On 10/11/2010 4:37 PM, Brian Topping wrote:
On Nov 10, 2010, at 4:20 PM, Ron Wheeler wrote:

It is mostly exclusions to stop old versions of libraries from being dragged in 
by mistake.
It took a bit of doing to get these the first time but it is nice now that we 
do not have a screen full of conflicting version notes.
So I guess you are then having to manually import the dependencies that you are 
excluding?  That is seriously painful.
We only did that once about a year ago. It was painful but now life is grand. commons-logging is specified once for 60 projects and I know exactly what version is used everywhere.

It seems to follow that you would also want to set exclusions on all the 
excluded dependencies that you manually import, right?  I mean, there's no 
telling that you might get a version of a transitive dependency somewhere that 
has two versions!  :-)

No need that I can see for this.
At that point, I don't know why you would bother with Maven at all.
Maven manages all this for us, builds all the right libraries. Tiny little POM files that are easy to maintain. Few dependencies and no exclusions. Easy to make a new one. Just copy and old one and change a few fields on the first screen of the POM editor.
  The effort required to disable all the dependency functionality (one 
dependency at a time) is so much more painful than using it well.

Not painful at all. No overhead once we set up our dependency POMs.
I'm not trying to be mean here, just trying to illustrate how the situation 
degenerates.


Have you tried not using exclusions at all, then using dependency:tree to debug 
conflicts?  Classpath conflicts where there are two versions of the same jar 
are usually pretty easy to spot, and when they happen, they make such a big 
mess of everything that it's hard to miss.  But dependency:tree will show you 
one or two root causes of the problem, then you can put in a single exclusion 
on the precise jar that is causing the problem.  Problem solved, and you still 
get updates to transitives like God intended.

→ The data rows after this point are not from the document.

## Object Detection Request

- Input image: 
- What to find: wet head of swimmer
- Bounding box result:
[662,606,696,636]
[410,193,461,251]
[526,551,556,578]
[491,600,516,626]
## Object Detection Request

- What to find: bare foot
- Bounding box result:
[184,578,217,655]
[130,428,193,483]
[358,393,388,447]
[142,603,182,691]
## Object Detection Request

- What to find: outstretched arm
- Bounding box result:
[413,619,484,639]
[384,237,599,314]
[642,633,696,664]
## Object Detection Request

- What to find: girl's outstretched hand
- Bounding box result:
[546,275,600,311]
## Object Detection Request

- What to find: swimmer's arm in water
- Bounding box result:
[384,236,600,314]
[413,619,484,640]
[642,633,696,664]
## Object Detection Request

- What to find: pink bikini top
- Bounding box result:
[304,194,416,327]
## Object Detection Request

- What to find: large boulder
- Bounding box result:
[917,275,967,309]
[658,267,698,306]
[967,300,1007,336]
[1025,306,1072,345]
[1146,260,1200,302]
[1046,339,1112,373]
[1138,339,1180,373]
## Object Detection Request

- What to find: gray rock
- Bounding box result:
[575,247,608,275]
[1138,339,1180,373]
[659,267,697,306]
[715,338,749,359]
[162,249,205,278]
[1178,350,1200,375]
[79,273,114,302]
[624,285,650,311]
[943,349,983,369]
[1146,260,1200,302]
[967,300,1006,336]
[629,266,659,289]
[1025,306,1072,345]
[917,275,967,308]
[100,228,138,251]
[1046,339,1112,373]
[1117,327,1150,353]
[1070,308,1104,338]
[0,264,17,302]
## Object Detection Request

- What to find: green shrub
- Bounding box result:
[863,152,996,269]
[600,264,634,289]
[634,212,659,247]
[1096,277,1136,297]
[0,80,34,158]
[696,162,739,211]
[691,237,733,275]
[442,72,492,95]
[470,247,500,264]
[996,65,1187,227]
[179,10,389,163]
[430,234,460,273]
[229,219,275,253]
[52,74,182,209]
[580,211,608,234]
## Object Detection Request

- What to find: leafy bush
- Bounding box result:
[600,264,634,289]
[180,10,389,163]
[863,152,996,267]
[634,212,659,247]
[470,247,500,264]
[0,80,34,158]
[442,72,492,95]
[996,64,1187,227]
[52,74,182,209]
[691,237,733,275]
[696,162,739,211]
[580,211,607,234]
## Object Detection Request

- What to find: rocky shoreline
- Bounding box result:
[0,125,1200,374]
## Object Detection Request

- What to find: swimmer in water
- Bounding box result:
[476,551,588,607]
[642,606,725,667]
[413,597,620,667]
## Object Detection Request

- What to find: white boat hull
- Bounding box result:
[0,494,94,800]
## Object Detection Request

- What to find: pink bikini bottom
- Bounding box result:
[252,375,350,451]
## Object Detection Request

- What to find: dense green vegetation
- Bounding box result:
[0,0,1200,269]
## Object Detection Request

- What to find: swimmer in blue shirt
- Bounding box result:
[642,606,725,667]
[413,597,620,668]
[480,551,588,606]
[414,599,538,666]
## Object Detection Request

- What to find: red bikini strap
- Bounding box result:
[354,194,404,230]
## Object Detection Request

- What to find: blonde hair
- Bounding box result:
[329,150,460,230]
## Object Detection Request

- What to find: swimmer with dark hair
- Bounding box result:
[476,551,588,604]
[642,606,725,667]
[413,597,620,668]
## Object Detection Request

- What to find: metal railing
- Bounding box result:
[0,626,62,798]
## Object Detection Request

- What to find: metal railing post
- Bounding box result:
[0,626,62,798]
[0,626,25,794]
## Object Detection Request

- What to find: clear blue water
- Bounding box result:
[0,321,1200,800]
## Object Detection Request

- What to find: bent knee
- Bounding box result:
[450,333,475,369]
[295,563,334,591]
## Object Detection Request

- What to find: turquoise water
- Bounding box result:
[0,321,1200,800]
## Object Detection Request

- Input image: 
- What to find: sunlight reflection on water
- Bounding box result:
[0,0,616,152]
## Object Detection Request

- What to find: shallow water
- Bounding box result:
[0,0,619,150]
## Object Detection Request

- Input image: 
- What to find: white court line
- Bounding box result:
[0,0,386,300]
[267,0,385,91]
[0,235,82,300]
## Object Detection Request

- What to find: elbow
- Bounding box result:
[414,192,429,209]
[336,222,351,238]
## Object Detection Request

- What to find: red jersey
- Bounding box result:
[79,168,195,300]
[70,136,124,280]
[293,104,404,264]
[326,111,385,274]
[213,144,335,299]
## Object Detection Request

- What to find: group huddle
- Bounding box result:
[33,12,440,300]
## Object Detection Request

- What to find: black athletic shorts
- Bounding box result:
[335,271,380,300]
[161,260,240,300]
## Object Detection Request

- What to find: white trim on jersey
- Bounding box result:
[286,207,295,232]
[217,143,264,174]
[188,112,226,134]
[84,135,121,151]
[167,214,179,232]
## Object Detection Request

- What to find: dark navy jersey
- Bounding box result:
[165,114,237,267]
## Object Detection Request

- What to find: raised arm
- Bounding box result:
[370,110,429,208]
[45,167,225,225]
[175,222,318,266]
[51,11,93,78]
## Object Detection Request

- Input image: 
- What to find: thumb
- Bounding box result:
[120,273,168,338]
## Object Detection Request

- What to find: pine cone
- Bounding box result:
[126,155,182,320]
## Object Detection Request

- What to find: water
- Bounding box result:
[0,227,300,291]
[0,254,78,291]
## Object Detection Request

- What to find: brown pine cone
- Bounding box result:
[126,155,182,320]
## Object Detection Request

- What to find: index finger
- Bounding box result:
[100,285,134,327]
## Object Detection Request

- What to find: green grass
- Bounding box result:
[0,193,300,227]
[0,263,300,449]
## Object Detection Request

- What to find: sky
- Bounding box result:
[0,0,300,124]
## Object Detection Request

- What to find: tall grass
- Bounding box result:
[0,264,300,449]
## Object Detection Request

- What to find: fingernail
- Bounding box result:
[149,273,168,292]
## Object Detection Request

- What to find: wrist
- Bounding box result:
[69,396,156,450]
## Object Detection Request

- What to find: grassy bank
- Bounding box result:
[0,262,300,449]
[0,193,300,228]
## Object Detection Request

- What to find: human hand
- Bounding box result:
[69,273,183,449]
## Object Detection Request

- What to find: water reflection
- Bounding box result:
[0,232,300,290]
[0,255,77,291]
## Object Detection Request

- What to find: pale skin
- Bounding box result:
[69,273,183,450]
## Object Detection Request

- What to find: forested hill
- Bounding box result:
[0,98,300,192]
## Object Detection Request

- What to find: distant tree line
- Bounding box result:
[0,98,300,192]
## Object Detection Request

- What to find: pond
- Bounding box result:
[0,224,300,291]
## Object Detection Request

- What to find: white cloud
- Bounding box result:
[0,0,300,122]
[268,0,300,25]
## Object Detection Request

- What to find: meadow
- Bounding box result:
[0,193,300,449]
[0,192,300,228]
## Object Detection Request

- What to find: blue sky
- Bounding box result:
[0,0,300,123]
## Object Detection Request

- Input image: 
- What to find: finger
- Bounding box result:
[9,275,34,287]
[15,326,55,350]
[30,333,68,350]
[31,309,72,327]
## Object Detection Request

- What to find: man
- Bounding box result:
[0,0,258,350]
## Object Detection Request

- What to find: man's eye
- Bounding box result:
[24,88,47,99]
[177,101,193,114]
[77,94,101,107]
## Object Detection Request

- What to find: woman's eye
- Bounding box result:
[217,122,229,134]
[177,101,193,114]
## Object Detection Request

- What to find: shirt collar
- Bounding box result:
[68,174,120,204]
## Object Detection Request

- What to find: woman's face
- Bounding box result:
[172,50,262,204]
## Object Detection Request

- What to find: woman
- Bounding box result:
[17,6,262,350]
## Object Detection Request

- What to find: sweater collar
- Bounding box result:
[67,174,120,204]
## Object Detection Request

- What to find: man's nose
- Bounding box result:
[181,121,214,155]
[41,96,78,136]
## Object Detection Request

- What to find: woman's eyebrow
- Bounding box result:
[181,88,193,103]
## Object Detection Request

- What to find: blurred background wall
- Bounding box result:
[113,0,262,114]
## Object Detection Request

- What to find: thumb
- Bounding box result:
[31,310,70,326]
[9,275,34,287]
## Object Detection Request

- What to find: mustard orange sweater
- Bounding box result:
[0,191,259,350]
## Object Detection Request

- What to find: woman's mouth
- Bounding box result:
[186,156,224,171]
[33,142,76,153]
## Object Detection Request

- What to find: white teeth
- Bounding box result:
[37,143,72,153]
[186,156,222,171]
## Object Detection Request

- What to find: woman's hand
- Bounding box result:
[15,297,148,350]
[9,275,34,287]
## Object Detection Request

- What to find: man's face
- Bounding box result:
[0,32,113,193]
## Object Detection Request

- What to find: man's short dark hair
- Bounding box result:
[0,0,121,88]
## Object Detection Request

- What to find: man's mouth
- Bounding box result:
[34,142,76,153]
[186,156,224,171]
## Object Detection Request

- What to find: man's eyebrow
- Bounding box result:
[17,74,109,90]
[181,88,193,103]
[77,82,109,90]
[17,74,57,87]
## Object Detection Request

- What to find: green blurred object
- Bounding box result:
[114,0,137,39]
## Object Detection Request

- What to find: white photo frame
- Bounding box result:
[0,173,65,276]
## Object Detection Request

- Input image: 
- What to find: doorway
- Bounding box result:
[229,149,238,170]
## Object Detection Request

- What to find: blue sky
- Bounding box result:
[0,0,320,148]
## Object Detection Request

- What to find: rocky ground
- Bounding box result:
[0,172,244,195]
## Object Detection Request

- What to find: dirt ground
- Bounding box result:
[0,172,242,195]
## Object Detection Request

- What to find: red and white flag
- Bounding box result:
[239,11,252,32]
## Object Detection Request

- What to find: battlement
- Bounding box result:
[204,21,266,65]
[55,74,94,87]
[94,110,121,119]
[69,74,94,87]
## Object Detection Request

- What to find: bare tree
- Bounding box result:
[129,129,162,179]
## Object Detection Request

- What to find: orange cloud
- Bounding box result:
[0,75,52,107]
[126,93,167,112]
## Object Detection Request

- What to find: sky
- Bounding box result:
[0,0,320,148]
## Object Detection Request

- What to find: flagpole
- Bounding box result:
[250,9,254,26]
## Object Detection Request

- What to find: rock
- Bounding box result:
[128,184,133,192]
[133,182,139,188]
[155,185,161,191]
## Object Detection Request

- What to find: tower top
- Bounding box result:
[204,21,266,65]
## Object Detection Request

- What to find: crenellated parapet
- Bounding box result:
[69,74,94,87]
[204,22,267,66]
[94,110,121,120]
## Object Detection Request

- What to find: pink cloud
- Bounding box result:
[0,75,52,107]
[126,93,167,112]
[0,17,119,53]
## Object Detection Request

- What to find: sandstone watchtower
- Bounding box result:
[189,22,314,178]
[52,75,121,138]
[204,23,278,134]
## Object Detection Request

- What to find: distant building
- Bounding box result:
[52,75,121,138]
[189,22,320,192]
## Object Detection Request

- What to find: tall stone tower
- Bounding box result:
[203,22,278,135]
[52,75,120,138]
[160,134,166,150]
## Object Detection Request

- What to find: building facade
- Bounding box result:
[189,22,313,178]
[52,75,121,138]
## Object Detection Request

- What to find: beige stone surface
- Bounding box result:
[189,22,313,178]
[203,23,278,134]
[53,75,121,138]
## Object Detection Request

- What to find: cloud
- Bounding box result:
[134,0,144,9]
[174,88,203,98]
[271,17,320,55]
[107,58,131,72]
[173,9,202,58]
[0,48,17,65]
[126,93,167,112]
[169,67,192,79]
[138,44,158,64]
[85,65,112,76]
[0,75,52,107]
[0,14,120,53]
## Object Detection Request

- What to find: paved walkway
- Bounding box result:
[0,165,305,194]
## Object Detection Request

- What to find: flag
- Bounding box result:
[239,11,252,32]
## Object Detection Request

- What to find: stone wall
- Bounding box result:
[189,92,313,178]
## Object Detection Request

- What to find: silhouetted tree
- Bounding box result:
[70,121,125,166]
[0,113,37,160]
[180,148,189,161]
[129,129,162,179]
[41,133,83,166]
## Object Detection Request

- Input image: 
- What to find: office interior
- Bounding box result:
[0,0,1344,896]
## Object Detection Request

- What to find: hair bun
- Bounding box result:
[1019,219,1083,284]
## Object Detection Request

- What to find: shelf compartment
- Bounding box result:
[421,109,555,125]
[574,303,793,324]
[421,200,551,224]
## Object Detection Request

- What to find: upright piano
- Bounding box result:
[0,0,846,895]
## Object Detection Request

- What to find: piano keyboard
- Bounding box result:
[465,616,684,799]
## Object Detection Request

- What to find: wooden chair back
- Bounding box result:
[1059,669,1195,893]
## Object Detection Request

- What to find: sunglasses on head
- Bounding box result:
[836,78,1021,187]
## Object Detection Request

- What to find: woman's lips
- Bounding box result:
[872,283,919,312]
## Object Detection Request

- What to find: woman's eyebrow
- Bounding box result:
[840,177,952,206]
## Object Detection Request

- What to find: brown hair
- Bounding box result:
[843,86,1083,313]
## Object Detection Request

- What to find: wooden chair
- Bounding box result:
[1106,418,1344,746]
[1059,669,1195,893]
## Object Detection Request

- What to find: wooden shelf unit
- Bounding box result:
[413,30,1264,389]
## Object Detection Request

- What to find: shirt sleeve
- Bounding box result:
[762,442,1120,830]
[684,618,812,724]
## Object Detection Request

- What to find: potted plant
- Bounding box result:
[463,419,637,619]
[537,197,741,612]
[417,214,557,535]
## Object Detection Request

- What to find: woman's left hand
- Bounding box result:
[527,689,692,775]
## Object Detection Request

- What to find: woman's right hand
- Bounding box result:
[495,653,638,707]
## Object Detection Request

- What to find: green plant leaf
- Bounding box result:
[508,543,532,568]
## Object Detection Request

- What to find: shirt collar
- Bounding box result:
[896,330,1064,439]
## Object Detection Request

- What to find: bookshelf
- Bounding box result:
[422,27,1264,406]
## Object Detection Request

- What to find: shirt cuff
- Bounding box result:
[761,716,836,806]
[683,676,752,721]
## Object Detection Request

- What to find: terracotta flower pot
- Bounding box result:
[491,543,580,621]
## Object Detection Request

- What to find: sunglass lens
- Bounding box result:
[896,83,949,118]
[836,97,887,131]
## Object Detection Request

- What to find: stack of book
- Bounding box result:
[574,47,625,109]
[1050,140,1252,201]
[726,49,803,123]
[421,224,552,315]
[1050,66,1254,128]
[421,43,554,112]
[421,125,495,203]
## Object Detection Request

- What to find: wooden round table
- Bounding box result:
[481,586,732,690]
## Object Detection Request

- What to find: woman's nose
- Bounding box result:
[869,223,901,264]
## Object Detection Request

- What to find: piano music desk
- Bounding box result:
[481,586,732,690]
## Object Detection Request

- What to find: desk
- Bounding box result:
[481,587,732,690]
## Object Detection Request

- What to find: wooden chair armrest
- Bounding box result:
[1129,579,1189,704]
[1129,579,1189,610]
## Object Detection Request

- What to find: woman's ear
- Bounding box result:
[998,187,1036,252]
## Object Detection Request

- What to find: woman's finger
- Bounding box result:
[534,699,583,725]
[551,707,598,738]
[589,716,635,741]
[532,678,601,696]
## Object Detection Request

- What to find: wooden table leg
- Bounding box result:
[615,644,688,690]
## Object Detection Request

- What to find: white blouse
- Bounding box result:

Sure. That is how we started. Pain was constant. Drove us crazy. Conflicts all over the place. Multiple versions of third party libraries on the classpath. Never knew which combination was going to go in at run-time. Once you get 70 portlets, servlets and web services to watch, you want to know what version of third party libraries you are building with.
If we decide to go to the latest Apache-POI, we just change it one place.
We do it carefully after a discussion about impact and risk. We verify what other dependencies will be affected. But we only do it once and we do it under control.

No conflicts. Only things that break, are stuff that we wrote.

Another small note. We put all our shared libraries at the Tomcat level. Our war files are small and generally consist exclusively of our own code.
We only load 1 copy of commons-logging onto the server.

The scores of libraries are all aggregated into 10 library jar files that go on /lib.